Let me start off this recipe by saying I am using gluten-free orzo by pastamore. If you do not have a gluten intolerance you can use regular orzo. If you are Celiac or Gluten-intollerant you can now have orzo again. I used PastAmore's sweet potato orzo for this recipe and it turned out divine! You can get yours here: http://www.pastamore.com/. I started off with that disclaimer because every time I post something Orzo, I get a bunch of emails telling me Orzo isn't gluten-free. I realize normal orzo is not gluten-free, and that is why I use pastamore.
Over the weekend we went to two different local Farmer's markets. I am trying my best to only get Organic, Non GMO foods for this house. Sometimes that means a trek to Solana beach, or a 3 mile walk to the fresh seafood market. It is all worth it though. Genetically modified food scares the crap out of me. They are killing off the human race. Cancer is everywhere. It all starts with what we put in our bodies folks! Paying $1 more for produce is a lot less expensive than hospital bills!
Ok I am off my soap box for the day. At one of our Farmer's Markets they sell fresh diver scallops. I snatched up a bag, because scallops are my husbands favorite.
This gourmet meal is so easy to make, yet it looks and tastes like it came out of a high end restaurant.
Scallops with Beurre Blanc over Gluten-Free Orzo
adapted from The Kitchn
For the beurre blanc:
1/2 cup dry white wine
1/4 cup white wine vinegar
1 large shallot, finely chopped
1 tablespoon heavy cream
1 1/2 sticks cold butter, cubed
freshly ground black pepper
For the orzo salad:
1/2 pound dried orzo pasta (use pastamore if you are gluten-free)
1 tablespoon olive oil
1/2 lemon, zest and juice
2 tablespoons chopped chives
For the scallops:
Sea scallops, 4-5 per person
Kosher salt and freshly ground black pepper
For the beurre blanc, bring the wine, wine vinegar, and shallots to a boil in a medium stainless steel saucepan.
Cook the mixture until reduced to a very thick glaze, about 8 - 12 minutes depending on the size of the pan. Strain the sauce through a fine mesh sieve, discarding the solids, and return the liquid to the saucepan.
Remove the pan from the heat and stir in the cream.
Vigorously whisk in the butter, cube by cube, not adding another piece until the last is almost fully melted.The sauce should be thick, creamy, and glossy.
Season with pepper, to taste. Hold on lowest heat, stirring occasionally, until ready to serve.
While the beurre blanc is reducing, cook the orzo according to package directions. Drain well. Toss with the olive oil, lemon juice, lemon zest, and the chives. Season with salt and pepper.
For the scallops, heat a cast iron skillet over medium-high heat. While the pan is heating, pat the scallops and dust with kosher salt, and pepper. Add a tbsp of canola or vegetable oil to the pan. Once it is shimmery and hot, add the scallops, salted side down, around the outside of pan. Once they are in the pan, dust tops now facing up with salt, and pepper.

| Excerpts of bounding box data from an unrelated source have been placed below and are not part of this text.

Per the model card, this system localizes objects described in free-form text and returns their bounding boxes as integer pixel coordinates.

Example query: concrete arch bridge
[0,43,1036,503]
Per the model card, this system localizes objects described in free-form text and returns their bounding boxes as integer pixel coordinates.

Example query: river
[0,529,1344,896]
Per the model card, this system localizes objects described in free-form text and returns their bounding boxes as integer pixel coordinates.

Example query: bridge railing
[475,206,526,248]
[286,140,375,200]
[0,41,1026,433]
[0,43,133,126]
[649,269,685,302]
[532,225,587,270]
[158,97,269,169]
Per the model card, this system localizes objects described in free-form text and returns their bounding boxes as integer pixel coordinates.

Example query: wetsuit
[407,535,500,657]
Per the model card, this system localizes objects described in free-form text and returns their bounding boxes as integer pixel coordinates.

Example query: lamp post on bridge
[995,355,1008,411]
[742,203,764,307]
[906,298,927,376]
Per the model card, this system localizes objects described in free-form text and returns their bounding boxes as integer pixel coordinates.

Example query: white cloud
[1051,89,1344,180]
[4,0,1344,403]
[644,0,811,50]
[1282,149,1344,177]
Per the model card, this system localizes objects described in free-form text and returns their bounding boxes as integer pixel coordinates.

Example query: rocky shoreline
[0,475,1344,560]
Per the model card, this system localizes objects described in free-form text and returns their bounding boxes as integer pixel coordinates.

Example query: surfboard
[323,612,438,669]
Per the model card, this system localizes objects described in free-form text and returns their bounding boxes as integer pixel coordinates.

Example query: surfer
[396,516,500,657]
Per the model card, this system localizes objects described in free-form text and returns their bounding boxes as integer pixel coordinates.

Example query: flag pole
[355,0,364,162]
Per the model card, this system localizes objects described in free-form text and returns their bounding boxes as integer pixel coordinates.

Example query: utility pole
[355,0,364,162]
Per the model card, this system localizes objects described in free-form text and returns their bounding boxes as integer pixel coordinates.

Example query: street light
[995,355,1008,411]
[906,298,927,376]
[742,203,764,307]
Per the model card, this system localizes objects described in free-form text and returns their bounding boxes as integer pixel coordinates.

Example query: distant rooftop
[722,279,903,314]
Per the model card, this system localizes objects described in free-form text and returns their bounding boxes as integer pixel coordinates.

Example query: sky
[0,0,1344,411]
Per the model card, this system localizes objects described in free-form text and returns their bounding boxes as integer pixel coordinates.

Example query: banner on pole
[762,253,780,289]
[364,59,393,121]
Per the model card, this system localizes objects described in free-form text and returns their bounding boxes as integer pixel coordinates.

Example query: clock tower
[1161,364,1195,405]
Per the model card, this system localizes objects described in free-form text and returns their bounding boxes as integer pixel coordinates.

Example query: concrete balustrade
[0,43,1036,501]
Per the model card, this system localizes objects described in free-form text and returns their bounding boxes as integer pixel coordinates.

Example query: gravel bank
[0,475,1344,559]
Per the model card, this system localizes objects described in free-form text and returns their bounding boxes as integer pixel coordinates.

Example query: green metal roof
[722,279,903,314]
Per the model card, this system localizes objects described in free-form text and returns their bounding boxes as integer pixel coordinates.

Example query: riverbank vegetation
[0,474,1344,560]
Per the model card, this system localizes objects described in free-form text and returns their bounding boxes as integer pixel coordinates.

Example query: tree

Allow the scallops to sear, undisturbed, for a minute or so. When you start to see a golden brown crust beginning to rise up the side of one, it is ready to flip. Once the scallops are flipped, continue cooking for about another minute or so, until they are firm but still a tad uncooked in the center. (They will finish cooking with the residual heat.) Transfer the scallops to a plate lined with a paper towel to soak up any cooking juices.
Assemble the dish. Orzo, topped with scallops, topped with beurre blanc.